Vincent Vulsma

Katalog der 6. Berlin Biennale, 11. Juni 2010

Vincent Vulsma’s series of paintings ARS NOVA E5305-B takes its title from a product name for canvases in the art supplies trade. Vulsma exhibits these standard 80 x 100 cm canvases without so much as unpacking them. Instead, he sprays their shrink-film packaging with black paint. The wet film expands to produce folds beyond the artist’s control. He then sprays the folds white. When the shrink film dries again and contracts it produces a trompe-l’oeil effect, an illusion of three-dimensionality, which is not entirely baseless: it is the true afterimage of an intermediary state produced by chance and chemistry. Every picture bears its own traces, including seams that sometimes cross the shrink-film packaging.

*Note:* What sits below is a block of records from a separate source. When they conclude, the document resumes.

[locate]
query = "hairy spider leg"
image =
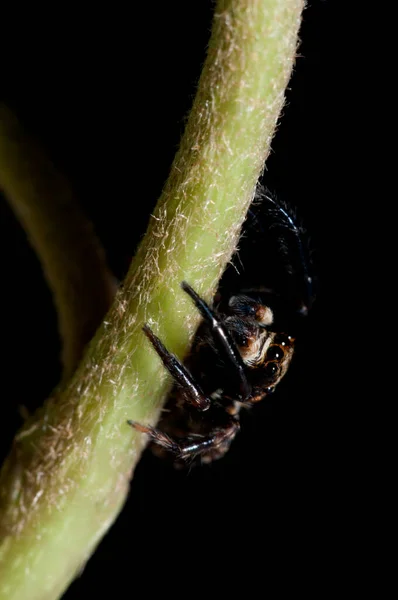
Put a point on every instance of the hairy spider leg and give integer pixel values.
(190, 446)
(222, 338)
(192, 391)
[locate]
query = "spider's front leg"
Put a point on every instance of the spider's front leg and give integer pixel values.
(215, 443)
(191, 389)
(223, 340)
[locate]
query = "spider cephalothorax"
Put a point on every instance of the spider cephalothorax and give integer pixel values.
(238, 358)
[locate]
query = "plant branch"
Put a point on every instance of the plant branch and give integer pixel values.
(72, 258)
(69, 471)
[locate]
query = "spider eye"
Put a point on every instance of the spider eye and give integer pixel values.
(283, 340)
(270, 369)
(275, 353)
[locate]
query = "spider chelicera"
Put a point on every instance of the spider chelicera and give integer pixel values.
(238, 357)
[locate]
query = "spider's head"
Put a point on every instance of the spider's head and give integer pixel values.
(272, 364)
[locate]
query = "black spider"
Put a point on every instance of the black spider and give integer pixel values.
(241, 351)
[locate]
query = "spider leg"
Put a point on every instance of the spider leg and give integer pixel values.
(222, 338)
(190, 446)
(192, 391)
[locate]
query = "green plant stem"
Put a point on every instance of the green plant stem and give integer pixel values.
(72, 258)
(69, 470)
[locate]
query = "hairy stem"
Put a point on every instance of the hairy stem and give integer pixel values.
(72, 258)
(69, 470)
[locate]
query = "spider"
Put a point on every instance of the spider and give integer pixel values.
(241, 351)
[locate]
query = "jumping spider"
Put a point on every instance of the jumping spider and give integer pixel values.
(239, 354)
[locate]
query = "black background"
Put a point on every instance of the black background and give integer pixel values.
(107, 95)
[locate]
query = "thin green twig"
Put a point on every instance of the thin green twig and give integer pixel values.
(70, 468)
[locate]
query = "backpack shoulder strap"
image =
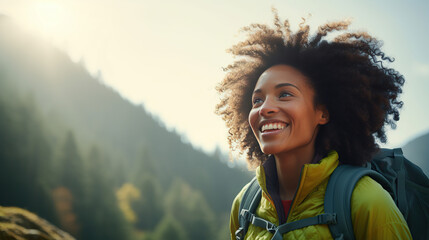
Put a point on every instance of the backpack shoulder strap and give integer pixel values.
(248, 205)
(339, 193)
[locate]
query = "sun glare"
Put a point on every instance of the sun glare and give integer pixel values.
(48, 17)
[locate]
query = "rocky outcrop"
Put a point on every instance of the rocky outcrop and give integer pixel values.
(20, 224)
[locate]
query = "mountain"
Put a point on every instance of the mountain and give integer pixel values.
(76, 114)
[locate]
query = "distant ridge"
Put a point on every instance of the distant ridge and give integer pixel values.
(65, 90)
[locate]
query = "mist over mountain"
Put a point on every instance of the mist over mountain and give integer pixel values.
(104, 136)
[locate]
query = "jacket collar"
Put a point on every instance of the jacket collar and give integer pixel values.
(311, 176)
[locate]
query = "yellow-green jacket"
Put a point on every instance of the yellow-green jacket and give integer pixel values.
(374, 214)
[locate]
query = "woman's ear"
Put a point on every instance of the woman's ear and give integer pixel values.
(324, 117)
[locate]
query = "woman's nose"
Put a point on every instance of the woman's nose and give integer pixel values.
(268, 108)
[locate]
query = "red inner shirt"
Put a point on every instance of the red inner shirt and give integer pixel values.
(286, 206)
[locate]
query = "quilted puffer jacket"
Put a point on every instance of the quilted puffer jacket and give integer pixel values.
(374, 213)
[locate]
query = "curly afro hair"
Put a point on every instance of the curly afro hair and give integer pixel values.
(346, 73)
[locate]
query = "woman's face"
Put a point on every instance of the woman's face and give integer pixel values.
(283, 117)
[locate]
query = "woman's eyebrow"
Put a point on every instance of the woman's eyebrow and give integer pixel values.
(279, 86)
(285, 85)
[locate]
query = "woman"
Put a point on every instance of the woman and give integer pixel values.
(299, 105)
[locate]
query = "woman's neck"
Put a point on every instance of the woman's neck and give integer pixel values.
(289, 167)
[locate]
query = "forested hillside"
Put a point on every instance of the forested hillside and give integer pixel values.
(78, 154)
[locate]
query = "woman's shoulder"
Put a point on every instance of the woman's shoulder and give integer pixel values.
(375, 214)
(233, 221)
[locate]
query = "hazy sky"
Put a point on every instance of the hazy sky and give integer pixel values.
(169, 54)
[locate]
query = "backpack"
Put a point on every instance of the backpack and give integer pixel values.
(406, 183)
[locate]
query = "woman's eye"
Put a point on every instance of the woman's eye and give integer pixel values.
(257, 101)
(284, 94)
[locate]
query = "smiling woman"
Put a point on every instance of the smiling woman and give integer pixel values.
(300, 106)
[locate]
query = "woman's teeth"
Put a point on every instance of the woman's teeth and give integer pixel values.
(273, 126)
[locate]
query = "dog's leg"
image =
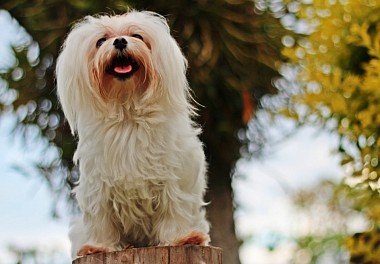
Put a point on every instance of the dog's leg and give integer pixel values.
(193, 238)
(183, 228)
(83, 242)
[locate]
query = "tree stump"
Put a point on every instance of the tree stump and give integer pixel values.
(188, 254)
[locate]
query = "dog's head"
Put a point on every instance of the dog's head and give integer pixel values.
(120, 60)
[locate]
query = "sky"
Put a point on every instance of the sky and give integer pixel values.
(260, 190)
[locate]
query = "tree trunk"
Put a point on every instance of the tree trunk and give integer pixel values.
(220, 214)
(188, 254)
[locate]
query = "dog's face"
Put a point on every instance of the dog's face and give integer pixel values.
(121, 53)
(118, 59)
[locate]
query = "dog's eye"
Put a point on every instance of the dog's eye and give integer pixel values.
(137, 36)
(100, 42)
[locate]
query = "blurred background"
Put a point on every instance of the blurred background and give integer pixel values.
(290, 95)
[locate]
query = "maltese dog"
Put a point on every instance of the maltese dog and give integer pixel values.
(121, 81)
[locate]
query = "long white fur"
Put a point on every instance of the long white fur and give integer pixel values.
(142, 166)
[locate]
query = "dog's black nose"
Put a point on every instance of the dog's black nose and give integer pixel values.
(120, 43)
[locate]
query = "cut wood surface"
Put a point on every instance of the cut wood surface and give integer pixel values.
(188, 254)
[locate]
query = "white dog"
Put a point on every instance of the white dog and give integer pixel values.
(122, 85)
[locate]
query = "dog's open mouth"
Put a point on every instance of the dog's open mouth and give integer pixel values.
(122, 67)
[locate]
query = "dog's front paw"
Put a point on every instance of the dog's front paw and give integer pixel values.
(193, 238)
(87, 250)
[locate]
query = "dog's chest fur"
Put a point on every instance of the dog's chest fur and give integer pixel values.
(130, 172)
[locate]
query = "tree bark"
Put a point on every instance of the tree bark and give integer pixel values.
(188, 254)
(220, 214)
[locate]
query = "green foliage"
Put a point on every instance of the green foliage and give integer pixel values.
(339, 64)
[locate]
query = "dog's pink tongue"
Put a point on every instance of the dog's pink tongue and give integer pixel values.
(123, 69)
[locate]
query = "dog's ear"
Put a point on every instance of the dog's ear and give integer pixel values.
(67, 88)
(70, 75)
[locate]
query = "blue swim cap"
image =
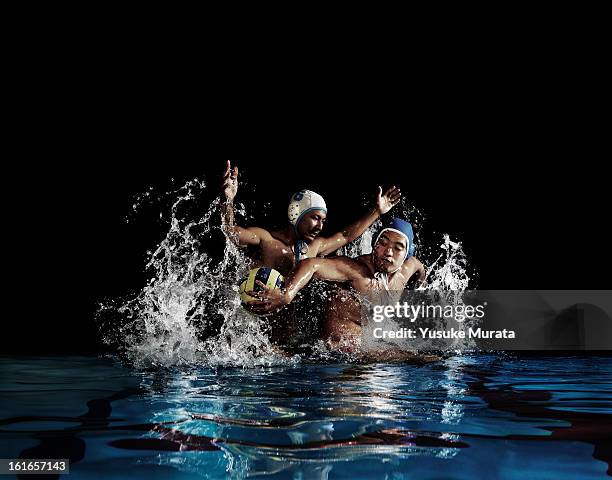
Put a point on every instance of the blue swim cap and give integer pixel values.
(402, 227)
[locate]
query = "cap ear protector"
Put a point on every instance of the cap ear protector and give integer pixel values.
(402, 227)
(303, 202)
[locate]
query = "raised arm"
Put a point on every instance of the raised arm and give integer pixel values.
(239, 235)
(339, 269)
(384, 203)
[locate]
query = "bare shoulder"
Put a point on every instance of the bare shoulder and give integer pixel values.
(412, 265)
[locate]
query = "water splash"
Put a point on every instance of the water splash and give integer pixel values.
(189, 311)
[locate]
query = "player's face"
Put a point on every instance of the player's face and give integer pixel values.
(311, 224)
(389, 252)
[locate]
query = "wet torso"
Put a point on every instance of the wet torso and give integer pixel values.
(344, 317)
(276, 252)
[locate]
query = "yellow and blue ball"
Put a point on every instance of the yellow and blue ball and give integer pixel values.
(271, 278)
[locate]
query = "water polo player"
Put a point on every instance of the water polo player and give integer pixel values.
(300, 239)
(389, 267)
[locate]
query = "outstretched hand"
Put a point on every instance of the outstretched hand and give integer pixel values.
(230, 181)
(386, 202)
(268, 300)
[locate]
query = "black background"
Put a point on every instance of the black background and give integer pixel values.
(528, 203)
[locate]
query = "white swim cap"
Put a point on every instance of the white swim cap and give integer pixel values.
(303, 202)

The canvas here neither transports contents nor contentlessness. Present as a space of potentiality, yet it is mystically distant, swathed, muted. The thirteen shrink-film pictures have an elevated beauty and haptic magic like fabrics in the paintings of Baroque old masters. Each could pass as a perfect work of art on its own. As a series of solo-exhibition format, however, they draw attention to the material, its meaning and conditions of origin. The canvases come from China, which reminds one that today, economically speaking, the globe is as flat as a canvas. The tradition of the easel painting has broken down into an industrial mass product—in black, the negative sum of all colors. At the same time, the concealment suggests hidden secrets and lends the paintings an aura of the transitory.

In 1915 Kazimir Malevich’s Black Square proclaimed the end of figurative painting. Ironically broken, this pathos of the new sounds in the title ARS NOVA E5305-B. Vulsma thus confidently positions himself in the tradition of the avant-gardes. For his finals project at the Gerrit Rietveld Academie Amsterdam he exhibited air ducts he cut from a new extension at the academy, à la Michael Asher’s interventions. For the Berlin Biennial he intriguingly interrelates contexts, presenting the paintings and the gallery walls they were first displayed on. So the work exhibits not only its history, but the history of its inscription into the art market as well. The white cube, designed to secure the undisturbed enjoyment of art, is deconstructed and rendered negotiable, and with it the architectural, social, and economic realities that constitute the work as a work of art.

If abstract art transcended painting, Vincent Vulsma transcends abstraction. His work simply reflects back the demand that art negotiate reality. All that shows through the black surface is what was previously hidden there.